New AI Approach by CUHK Engineering Investigates Multiple Gene Regulatory Mechanisms Concurrently for the Advancement of Biomedical Research

The following article is originally published in CUHK Press Releases on 30 August 2020.

Kevin Yip

A research team from the Department of Computer Science and Engineering (CSE) at The Chinese University of Hong Kong (CUHK) has developed a new Gene Expression Embedding frameworK (GEEK), which uses artificial intelligence technologies in machine learning and natural language processing to study the regulation of gene expression. In contrast to previous works that focused on one or a few regulatory mechanisms at a time, this new framework can study the joint effects of many mechanisms simultaneously. A research article describing this new study has been published in the renowned international science journal Nature Machine Intelligence. The framework may help study the causes of cancers and treatment methods.

Each human body contains tens of trillions of cells. While they mostly share the same DNA sequences, their gene activities can be markedly different. Such activities, referred to as “gene expression”, are affected by many regulatory mechanisms, such as transcription factor binding and protein interactions. In 2017, Prof. Kevin Yip from CUHK CSE and his research team studied one of the mechanisms that involves regulatory elements called enhancers. They investigated how enhancers are related to gene expression, and applied the results to discover three genes potentially related to liver cancer. This and other similar studies considered only individual gene regulatory mechanisms, and therefore could not fully understand the complex interplay between different mechanisms.

Prof. Yip used a metaphor to explain the intricate relationships among gene regulatory mechanisms. He said, “If you fail to turn on an electronic appliance using a remote controller, it seems like there is a problem with the controller, but the problem may also lie with the receiver or compatibility issues between the two. If we have a tool that can analyse the different components at the same time, it would be much easier to identify the root cause of the problem.”

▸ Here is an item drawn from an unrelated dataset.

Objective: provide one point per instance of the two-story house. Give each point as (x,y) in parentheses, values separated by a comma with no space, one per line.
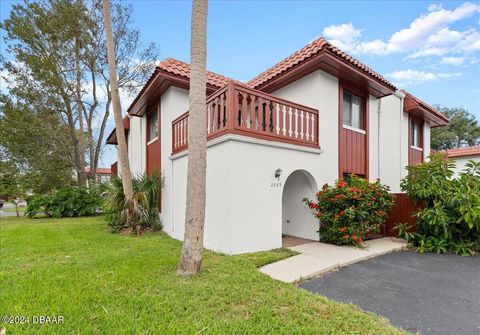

The GEEK framework proposed by Prof. Yip’s team makes use of machine learning and natural language processing methods, treating genes as “words” to capture their relationships in “sentences”. In the published study, GEEK was used to study several diverse gene regulatory mechanisms, including contacts in three-dimensional genome architecture, protein interactions, genomic neighborhoods and broad chromatin accessibility domains. The results showed that gene expression could be better explained when these mechanisms were modeled together than when they were considered separately.

Cancer is caused by mutations that lead to abnormal cell proliferation. “GEEK represents a novel way to study gene expression in different types of cells, including cancer cells,” said Prof Yip. “We will work closely with medical experts to try explaining some causes of liver cancer using GEEK. In the long run, we hope to extend our research to other cancer types and contribute to the development of new prevention and treatment methods.”

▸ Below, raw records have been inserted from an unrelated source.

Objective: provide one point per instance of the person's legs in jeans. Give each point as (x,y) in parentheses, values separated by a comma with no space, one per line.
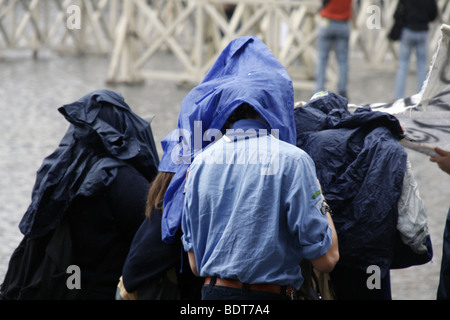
(422,57)
(324,44)
(342,43)
(403,67)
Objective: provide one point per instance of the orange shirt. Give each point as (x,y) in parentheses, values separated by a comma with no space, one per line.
(337,9)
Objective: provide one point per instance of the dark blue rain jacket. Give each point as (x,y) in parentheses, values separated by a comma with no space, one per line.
(104,134)
(360,164)
(245,72)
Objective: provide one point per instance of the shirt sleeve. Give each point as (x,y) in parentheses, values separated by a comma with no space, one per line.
(185,225)
(306,217)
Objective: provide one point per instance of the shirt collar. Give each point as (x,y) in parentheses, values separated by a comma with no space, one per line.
(246,128)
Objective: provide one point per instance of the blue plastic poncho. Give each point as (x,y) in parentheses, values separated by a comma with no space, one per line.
(245,72)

Among cancer treatments, immunotherapies are receiving a lot of attention due to their much greater efficacy in some cancer types. Yet the treatment outcome varies from patient to patient. Prof. Yip hopes that artificial intelligence can be used in the future to predict patients’ responses to immunotherapies, which would improve treatment precision and reduce the burden on patients.

The research project was supported by the General Research Fund of the University Grants Council. Prof. Yip’s team took one and a half years to produce the results. In the area of gene regulation research, Prof. Yip has more than ten years of experience, and he was one of the first to use machine learning and natural language processing to study gene regulation.

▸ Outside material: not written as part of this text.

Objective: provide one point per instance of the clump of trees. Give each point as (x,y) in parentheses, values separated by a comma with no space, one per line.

本文轉載自【香港中文大學】2020年8月30日 新聞稿

香港中文大學(中大)計算機科學與工程學系的研究團隊,將機器學習和自然語言處理等人工智能技術應用於基因表達調控的研究,開發嶄新的「嵌入式基因表現框架」(Gene Expression Embedding frameworK,簡稱GEEK)。它可同時研究多種調控機制對基因表達的影響,突破以往只考慮單一或少量機制的傳統研究模式。論文已刊登於國際權威科學期刊Nature Machine Intelligence,研究成果或可延伸至探索癌症的成因及治療,推動醫學發展。






A schematic showing how to use machine learning and natural language processing investigate multiple gene regulatory mechanisms.
A schematic showing how to use machine learning and natural language processing investigate multiple gene regulatory mechanisms. 上圖顯示如何透過機器學習和自然語言處理技術研究多種基因調控機制。